Transport process and mechanism of the Hongshiyan rock avalanche triggered by the 2014 Ludian earthquake, China

The Hongshiyan rock avalanche is a remarkable landslide disaster with approximately volume of 12 × 10 6 m 3 , triggered by the 2014 Ms. 6.5 Ludian earthquake in Yunnan Province, China. This study conducted a comprehensive analysis by the model based on discrete element (DEM-based) numerical simulation to understand the transport process and mechanism for this rock avalanche. The simulation results showed that the transport process of the rock avalanche depends on the input seismic duration and motion. The average velocity of the rock avalanche sharply increases to peak value of 27 m/s and then gradually decreases to zero, and 64% and 36% of the total energy are dissipated by collision and friction, respectively.

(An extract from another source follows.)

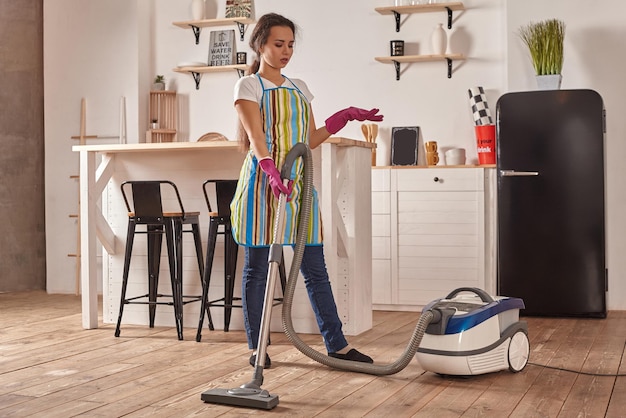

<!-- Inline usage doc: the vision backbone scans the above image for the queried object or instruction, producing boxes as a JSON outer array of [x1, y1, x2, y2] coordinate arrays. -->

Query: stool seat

In this process, the progressions from simple disintegration along pre-existing discontinuities to fragmentation that creates new fracture surface are documented, and gradual increase of the fragmentation degree over time results in the decrease of fragment size and the formation of well-graded and narrower-interval gradation. This fragmentation evolution creates a conductive condition to the development of internal shear, and is closely associated with the dense flow regime that dominates the main body of the rock avalanche but presents discontinuous distribution along the flow thickness direction. In addition, further analyzing the simulated results indicates that more likely effects of fragmentation on mobility of rock avalanches depend on fragmentation-induced special flow structure, which makes a rock avalanche in a flow state with lower friction and lower energy consumption.